Maintenir le réchauffement climatique sous la barre des 2°C, soit l’objectif de l’Accord de Paris, est désormais impossible. C’est la conclusion alarmante d’une nouvelle étude publiée mardi 4 février, sous la direction de l’ancien climatologue de la Nasa, James Hansen. Dès 1988, cet éminent scientifique fut l’un des premiers à alerter sur le changement climatique, affirmant devant le Sénat américain qu’il était “sûr à 99% que le climat était entré dans une période de réchauffement”.
Cassandre ou visionnaire, James Hansen annonce, près de quarante ans plus tard, que l’objectif de 2°C est désormais “mort”. Lors d’une conférence de presse, il a confirmé que l’un des scénarios ambitieux du GIEC – qui tablait sur une diminution nette des émissions de gaz à effet de serre permettant de maintenir le réchauffement sous les 2°C – est “aujourd’hui impossible”.
En cause ? La consommation énergétique mondiale, qui “augmente et continuera d’augmenter”, avec une “majeure partie de l’énergie provenant encore des combustibles fossiles”, principaux émetteurs de gaz à effet de serre.

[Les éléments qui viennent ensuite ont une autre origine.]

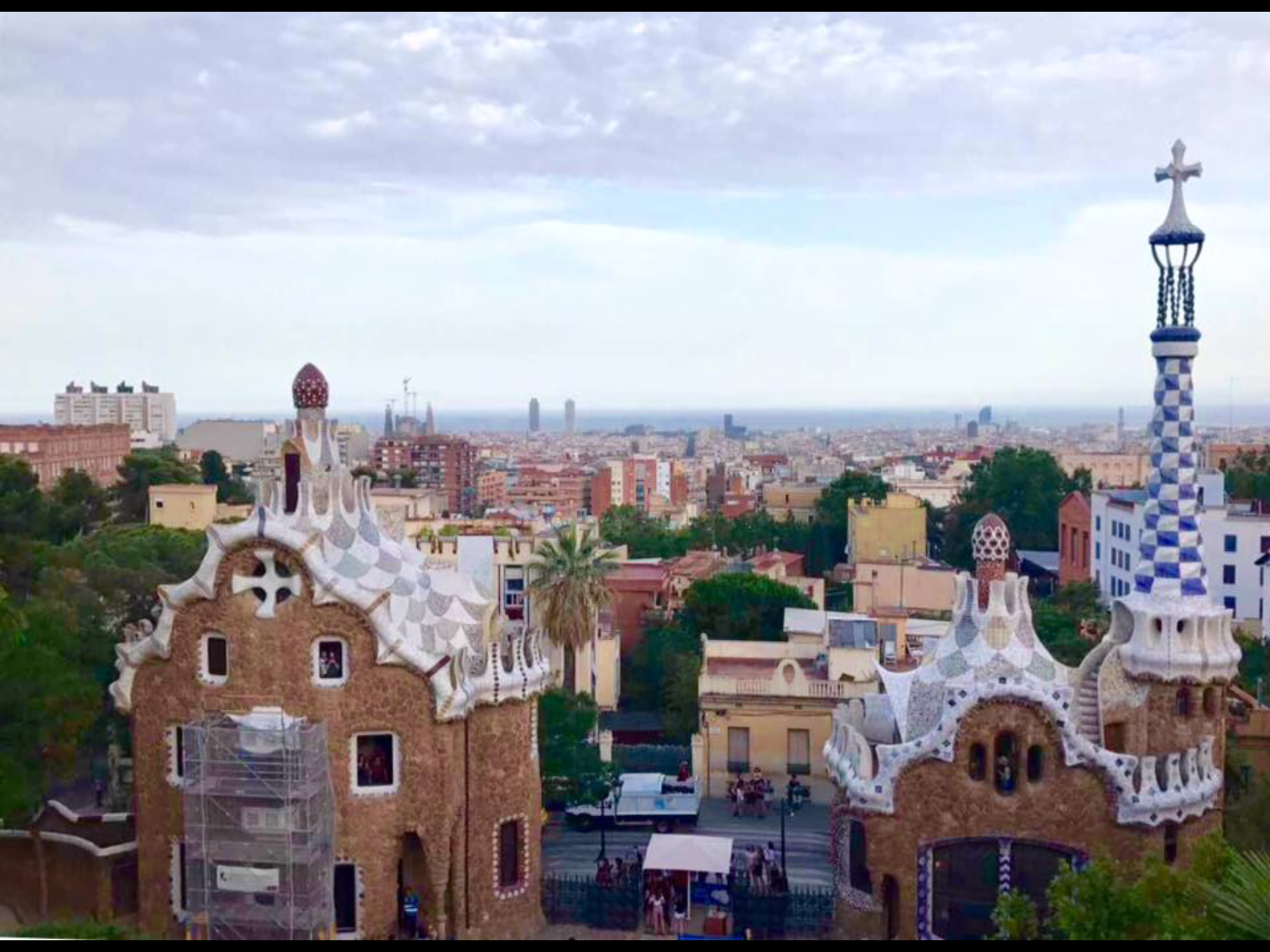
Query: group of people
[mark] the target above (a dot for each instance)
(666, 903)
(755, 795)
(759, 866)
(751, 797)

À cela s’ajoute, selon cette équipe de chercheurs, “un manque de réalisme dans l’évolution du climat”.
De très lourdes répercussions
Les chercheurs estiment que certains phénomènes sous-jacents au changement climatique ont été sous-estimés, notamment l’impact de la réduction des émissions de soufre imposée aux navires, qui participaient à refroidir l’atmosphère en réfléchissant la lumière du soleil vers l’espace. Pour l’équipe de James Hansen, “ne pas être réaliste dans l’évaluation du climat et ne pas dénoncer l’inefficacité des politiques actuelles pour endiguer le réchauffement climatique n’aide pas les jeunes”. Mais la réalité est peu réjouissante.
Ces chercheurs estiment que la circulation méridienne de retournement de l’Atlantique (AMOC), un système de courants marins jouant un rôle majeur dans la régulation du climat, devrait cesser “au cours des 20 à 30 prochaines années”, notamment en raison de la fonte des glaces. Cela entraînera “des problèmes majeurs, notamment une élévation du niveau de la mer de plusieurs mètres”, préviennent-ils, évoquant même “un point de non-retour”. Concernant les températures, elles devraient rester supérieures à 1,5°C dans les années à venir, avant de grimper à 2°C d’ici 2045.
Vers une Terre toujours plus invivable
Hasard du calendrier, une autre étude publiée le même jour dans la revue scientifique Nature Reviews Earth and Environment indique qu’avec un réchauffement de +2°C, trois fois plus de régions à la surface de la planète seront touchées par des températures insoutenables. Entre 1994 et 2023, les tolérances thermiques (la combinaison de la température et de l’humidité) au-delà desquelles le corps humain ne peut pas résister ont été dépassées sur environ 2% de la surface terrestre mondiale pour les adultes en bonne santé (de 18 à 60 ans). Or, sur une planète à +2°C, cette “surface surchauffée” triple pour atteindre 6% de la Terre, soit une zone presque aussi grande que les États-Unis.
À noter que depuis les années 2000, plus de 260 000 décès liés à la chaleur ont été recensés, dont environ 72 000 en Europe en 2003, 62 000 en 2022 et 56 000 lors de la canicule russe de 2010. “Il est essentiel d’anticiper l’ampleur des futures chaleurs extrêmes et leurs conséquences les plus graves pour comprendre les coûts de l’échec des mesures d’atténuation du changement climatique”, alerte le principal auteur de cette étude, Tom Matthews, ajoutant qu’ “il est également crucial de cibler les efforts d’adaptation sur les communautés qui en ont le plus besoin“.